In the ‘real world’ of banking, financial transactions are centralised, a trusted person or institution sits at the centre of the transaction to verify that the transaction is valid and that funds have been sent and received. Satoshi’s world differs in that there is no need for a middle man, both parties (sender and recipient) have a digital wallet with two keys; a private key and a public key. In order to send funds to someone else’s wallet, you simply need to know their public key, in the same way you need to know someone’s email address to send them an email. The only way to access your account is via your private key (that only you should know).
It takes about 15 minutes for a network of computers belonging to ‘miners’ to verify any transaction. Miners are people who provide an update service, putting each transaction into an unalterable ‘block’ that is attached to any previous block changes before it. Every transaction in the chain is visible and forms what is known as a ‘blockchain’, which is, effectively a digital, public ledger.
During the 19th century gold rush, while a few miners struck lucky, the majority did not and interestingly, those who really profited were the businessmen, who sold food and clothing to the miners. There is a finite number of Bitcoins, and at some point, the miners will require a fee for their processing, (a facility that has been built into the technology). Therefore unlike the gold rush of the 1800’s, Bitcoin miners can be assured of a return.
The opportunity for Jersey
Satoshi removed the layer of middlemen required for a financial transaction to function; his decentralised ledger rewards the miners for their efforts. Despite this, however good the concept and its associated technology, Bitcoin’s Achilles heel remains its status as a ‘unrecognised’ currency. There are some signs that this is changing however; at a recent SWIFT (an international payment verification network) annual conference, Bill Gates revised his position on Bitcoin, once referring to it as “a potential force” and recognising it as a “key future technology”, and a possible threat to SWIFT. Others, such as Warren Buffet remain to be convinced.
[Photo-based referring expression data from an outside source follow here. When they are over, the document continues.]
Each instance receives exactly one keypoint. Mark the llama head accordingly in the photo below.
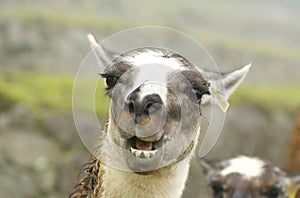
(248, 177)
(155, 112)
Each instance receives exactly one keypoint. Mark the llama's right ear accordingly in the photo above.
(230, 81)
(103, 55)
(206, 165)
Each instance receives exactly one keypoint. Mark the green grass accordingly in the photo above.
(271, 98)
(40, 92)
(54, 92)
(63, 19)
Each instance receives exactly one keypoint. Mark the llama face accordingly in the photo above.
(245, 177)
(155, 112)
(156, 95)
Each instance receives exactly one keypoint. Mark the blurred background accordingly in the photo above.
(42, 44)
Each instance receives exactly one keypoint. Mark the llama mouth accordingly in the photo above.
(144, 149)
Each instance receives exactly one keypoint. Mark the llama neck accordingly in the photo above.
(167, 182)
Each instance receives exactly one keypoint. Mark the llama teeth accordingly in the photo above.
(153, 152)
(143, 154)
(147, 154)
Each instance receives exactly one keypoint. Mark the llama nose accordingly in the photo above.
(141, 108)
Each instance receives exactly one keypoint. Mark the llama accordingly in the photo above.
(249, 177)
(153, 124)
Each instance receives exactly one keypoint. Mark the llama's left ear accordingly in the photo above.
(102, 54)
(230, 81)
(206, 165)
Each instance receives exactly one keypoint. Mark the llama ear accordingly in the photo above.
(103, 55)
(230, 81)
(207, 165)
(295, 178)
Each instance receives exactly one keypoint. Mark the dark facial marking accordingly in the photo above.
(198, 86)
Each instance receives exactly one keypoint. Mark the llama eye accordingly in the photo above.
(110, 80)
(217, 187)
(273, 192)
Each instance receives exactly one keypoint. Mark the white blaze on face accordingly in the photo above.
(153, 70)
(149, 88)
(248, 167)
(154, 57)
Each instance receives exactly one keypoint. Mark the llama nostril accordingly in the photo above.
(131, 106)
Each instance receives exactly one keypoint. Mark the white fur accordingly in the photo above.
(149, 88)
(167, 182)
(154, 57)
(246, 166)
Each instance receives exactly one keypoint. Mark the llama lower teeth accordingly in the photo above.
(143, 154)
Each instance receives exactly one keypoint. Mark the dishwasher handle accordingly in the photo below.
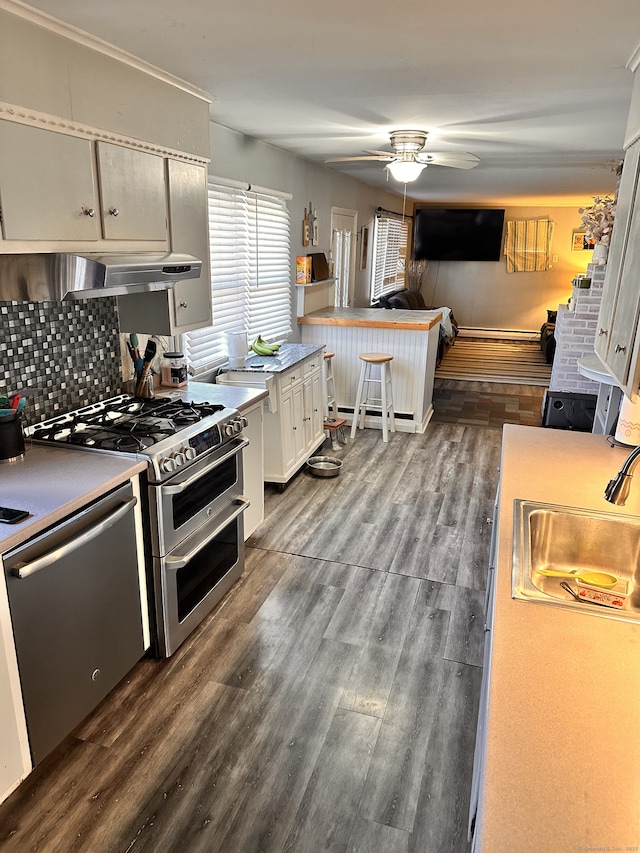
(25, 570)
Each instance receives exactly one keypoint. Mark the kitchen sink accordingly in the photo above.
(569, 539)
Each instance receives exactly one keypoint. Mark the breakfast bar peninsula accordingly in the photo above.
(411, 337)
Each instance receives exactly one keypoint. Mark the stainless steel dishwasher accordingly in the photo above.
(74, 596)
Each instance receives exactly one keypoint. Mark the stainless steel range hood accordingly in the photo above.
(53, 277)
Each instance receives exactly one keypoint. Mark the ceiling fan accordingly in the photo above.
(407, 161)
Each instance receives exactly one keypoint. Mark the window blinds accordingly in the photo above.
(390, 237)
(249, 237)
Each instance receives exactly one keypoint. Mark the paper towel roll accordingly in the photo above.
(628, 429)
(237, 347)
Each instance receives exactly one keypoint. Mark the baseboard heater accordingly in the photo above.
(498, 334)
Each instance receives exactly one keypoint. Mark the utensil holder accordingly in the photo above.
(11, 438)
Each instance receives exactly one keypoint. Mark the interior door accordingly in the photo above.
(344, 225)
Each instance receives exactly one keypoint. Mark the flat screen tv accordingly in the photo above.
(457, 234)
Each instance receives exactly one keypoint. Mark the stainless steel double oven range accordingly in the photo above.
(192, 497)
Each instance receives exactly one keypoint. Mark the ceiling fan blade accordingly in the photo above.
(389, 154)
(353, 159)
(446, 158)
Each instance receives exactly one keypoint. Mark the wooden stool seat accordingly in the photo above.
(375, 357)
(365, 399)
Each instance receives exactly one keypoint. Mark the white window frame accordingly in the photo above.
(249, 247)
(390, 246)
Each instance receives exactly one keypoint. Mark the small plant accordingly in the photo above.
(598, 219)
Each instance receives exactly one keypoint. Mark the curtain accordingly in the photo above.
(528, 245)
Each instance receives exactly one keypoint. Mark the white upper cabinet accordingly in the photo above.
(187, 305)
(133, 196)
(50, 191)
(47, 186)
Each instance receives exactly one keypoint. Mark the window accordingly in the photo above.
(250, 272)
(390, 238)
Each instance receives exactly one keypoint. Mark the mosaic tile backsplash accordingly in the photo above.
(60, 355)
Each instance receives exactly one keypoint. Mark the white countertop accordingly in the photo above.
(235, 396)
(51, 482)
(562, 769)
(286, 357)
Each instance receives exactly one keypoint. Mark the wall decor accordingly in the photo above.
(580, 242)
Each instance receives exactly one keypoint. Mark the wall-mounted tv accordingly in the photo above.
(457, 234)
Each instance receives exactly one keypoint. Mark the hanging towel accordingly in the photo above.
(528, 245)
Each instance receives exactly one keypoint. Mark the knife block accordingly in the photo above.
(11, 439)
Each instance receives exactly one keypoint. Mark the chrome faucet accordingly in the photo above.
(618, 489)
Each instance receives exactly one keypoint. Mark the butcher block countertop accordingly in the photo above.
(51, 482)
(373, 318)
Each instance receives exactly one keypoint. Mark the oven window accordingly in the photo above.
(205, 490)
(201, 574)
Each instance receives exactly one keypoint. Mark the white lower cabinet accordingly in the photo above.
(295, 430)
(253, 468)
(15, 760)
(293, 414)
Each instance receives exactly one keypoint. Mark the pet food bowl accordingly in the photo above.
(324, 466)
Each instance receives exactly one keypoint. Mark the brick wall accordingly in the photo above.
(576, 328)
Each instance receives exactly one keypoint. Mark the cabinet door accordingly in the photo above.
(133, 196)
(618, 317)
(313, 411)
(47, 187)
(292, 420)
(253, 465)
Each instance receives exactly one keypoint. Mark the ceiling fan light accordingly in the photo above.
(406, 170)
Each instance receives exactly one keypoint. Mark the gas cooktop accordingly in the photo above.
(171, 433)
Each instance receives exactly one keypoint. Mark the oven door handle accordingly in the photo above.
(178, 562)
(180, 487)
(25, 570)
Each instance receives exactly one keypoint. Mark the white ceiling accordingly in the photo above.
(539, 91)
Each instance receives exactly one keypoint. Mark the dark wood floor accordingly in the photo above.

This means that to create an effective cryptocurrency ecosystem, we need a means of conversion or “an Exchange” between the traditional measure of wealth (sterling, dollar etc) and the electronic means (i.e. Bitcoin and other cryptocurrencies). When you consider existing Bitcoin communities, there are pockets of meaningful activity across the globe where they are supported in this way. However as mentioned in previous blogs, this activity is not currently supported by banks for illogical reasons. The recent melt down in the Isle of Man; is a case in point, they developed a clunky solution to the banking issue but it was closed down and Bitcoin businesses based there are now looking for other homes.
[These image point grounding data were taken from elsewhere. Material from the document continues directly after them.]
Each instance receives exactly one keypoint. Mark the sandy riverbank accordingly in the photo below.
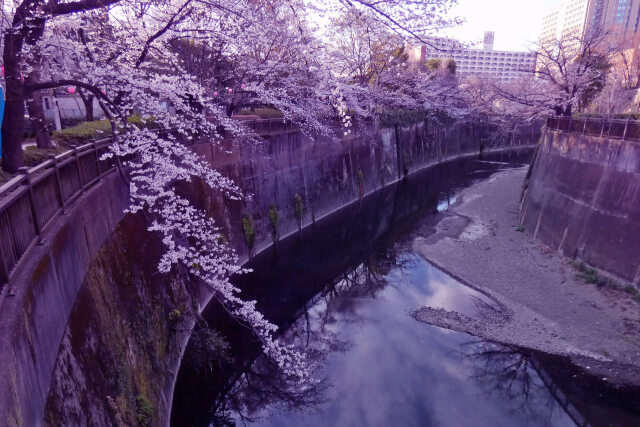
(539, 301)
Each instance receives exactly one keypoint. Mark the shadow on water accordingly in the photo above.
(341, 291)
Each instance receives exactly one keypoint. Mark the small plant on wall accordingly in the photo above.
(274, 220)
(299, 210)
(249, 231)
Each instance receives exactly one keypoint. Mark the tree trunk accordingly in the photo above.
(13, 121)
(38, 120)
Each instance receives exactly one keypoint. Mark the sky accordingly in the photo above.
(516, 23)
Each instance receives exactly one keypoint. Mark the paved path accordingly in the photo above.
(540, 303)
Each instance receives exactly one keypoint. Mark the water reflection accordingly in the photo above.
(343, 292)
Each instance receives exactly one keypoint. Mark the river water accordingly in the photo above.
(343, 292)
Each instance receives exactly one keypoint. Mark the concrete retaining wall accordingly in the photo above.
(583, 199)
(45, 361)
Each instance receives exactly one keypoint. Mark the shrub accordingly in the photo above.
(249, 230)
(83, 133)
(264, 113)
(274, 219)
(298, 202)
(34, 155)
(144, 410)
(98, 129)
(209, 348)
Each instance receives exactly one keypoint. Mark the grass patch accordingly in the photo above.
(98, 129)
(83, 133)
(34, 155)
(590, 275)
(144, 410)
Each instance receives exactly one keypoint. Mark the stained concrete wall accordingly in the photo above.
(583, 199)
(43, 361)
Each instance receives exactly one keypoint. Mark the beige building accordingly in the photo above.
(576, 18)
(501, 65)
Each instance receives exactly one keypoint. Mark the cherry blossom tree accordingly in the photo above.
(134, 56)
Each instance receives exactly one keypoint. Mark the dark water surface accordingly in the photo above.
(343, 291)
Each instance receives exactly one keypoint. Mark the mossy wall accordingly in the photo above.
(120, 340)
(87, 338)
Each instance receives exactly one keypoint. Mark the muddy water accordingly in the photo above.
(342, 291)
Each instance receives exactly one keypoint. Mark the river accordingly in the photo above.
(343, 291)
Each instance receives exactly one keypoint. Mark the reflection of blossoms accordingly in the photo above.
(513, 373)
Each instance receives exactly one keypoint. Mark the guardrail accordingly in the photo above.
(625, 129)
(30, 202)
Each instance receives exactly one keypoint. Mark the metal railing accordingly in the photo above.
(625, 129)
(30, 202)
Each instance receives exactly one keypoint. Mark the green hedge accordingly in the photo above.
(99, 129)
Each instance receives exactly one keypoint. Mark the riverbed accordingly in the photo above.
(343, 291)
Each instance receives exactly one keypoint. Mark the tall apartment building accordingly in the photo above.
(501, 65)
(577, 18)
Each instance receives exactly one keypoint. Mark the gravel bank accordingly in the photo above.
(539, 301)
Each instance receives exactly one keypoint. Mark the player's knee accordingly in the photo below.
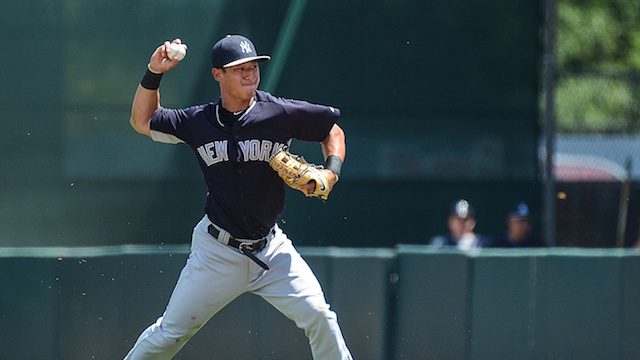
(318, 320)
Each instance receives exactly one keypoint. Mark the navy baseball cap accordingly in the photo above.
(234, 50)
(521, 211)
(462, 209)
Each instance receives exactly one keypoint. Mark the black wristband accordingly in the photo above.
(334, 163)
(151, 80)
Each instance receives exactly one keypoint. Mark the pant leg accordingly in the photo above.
(293, 289)
(213, 276)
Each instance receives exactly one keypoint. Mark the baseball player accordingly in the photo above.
(237, 247)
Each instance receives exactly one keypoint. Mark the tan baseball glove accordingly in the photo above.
(296, 171)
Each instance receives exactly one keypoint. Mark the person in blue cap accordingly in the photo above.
(461, 223)
(519, 232)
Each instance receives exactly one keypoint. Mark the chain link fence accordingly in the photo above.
(597, 158)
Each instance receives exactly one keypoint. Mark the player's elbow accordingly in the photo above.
(140, 126)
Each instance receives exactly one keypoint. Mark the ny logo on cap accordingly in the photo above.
(246, 48)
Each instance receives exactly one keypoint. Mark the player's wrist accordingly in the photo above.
(334, 164)
(151, 79)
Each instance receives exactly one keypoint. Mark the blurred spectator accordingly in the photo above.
(519, 230)
(461, 223)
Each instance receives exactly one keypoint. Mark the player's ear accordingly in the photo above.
(216, 73)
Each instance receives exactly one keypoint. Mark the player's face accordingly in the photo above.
(239, 82)
(519, 228)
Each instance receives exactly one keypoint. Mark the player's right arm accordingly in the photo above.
(147, 101)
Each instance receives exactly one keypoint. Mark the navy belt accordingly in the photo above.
(247, 247)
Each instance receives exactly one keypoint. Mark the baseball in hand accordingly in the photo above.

Meanwhile, Jersey has delivered the world’s first regulated expert fund in Bitcoin and has just applied to create the world’s first captive insurance vehicles, in which all premiums and claims are paid with Bitcoin. Yet today, despite this, local banks are yet to support this activity or declare public interest. Meanwhile locally regulated Corporate Service Providers (CSP) continue to work with a network of trusted and often confidential banking relationships in this sector.
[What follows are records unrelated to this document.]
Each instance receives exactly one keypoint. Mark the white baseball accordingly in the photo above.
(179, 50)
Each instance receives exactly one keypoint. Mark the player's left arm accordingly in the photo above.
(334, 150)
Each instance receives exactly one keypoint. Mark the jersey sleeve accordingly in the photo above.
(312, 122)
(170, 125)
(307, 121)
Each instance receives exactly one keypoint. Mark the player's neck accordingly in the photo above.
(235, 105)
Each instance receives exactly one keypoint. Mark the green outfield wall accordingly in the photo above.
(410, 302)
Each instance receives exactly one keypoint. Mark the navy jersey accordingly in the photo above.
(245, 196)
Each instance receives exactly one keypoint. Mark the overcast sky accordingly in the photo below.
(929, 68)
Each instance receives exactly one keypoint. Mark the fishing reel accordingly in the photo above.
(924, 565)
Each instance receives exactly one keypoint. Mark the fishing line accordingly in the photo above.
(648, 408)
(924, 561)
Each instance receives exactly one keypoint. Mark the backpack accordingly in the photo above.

It follows then, that for Jersey to be successful it has to balance reputational risk of engaging with Bitcoin (given its position as a leading international finance jurisdiction with strong governance and regulatory frameworks) with the opportunity this potentially disruptive technology brings. Credible Exchanges are usually very keen to show to regulators and compliance experts their superior KYC AML processes and technology. In order then to further develop growing local cryptocurrency activity and knowledge, a number of key enablers are now required:
- Supportive Government Strategy and Policy
- Progressive appropriate regulation
- Local adoption
- Resilient and high capacity connectivity
- Technical and developer skills base, expertise in Blockchain solutions and financial service providers willing to act as a test bed
- Exchange, banking and insurance services
Jersey has all of these enablers to some extent, although the banking needs to be solved. This would be the building block of a vibrant ecosystem and once coupled with the entrepreneurial drive, significant benefits and rewards are achievable across the spectrum. Turning back to Bill Gates, SWIFT is used by virtually all banks in Jersey; if he is correct it is only a matter of time before they will be embracing the technology.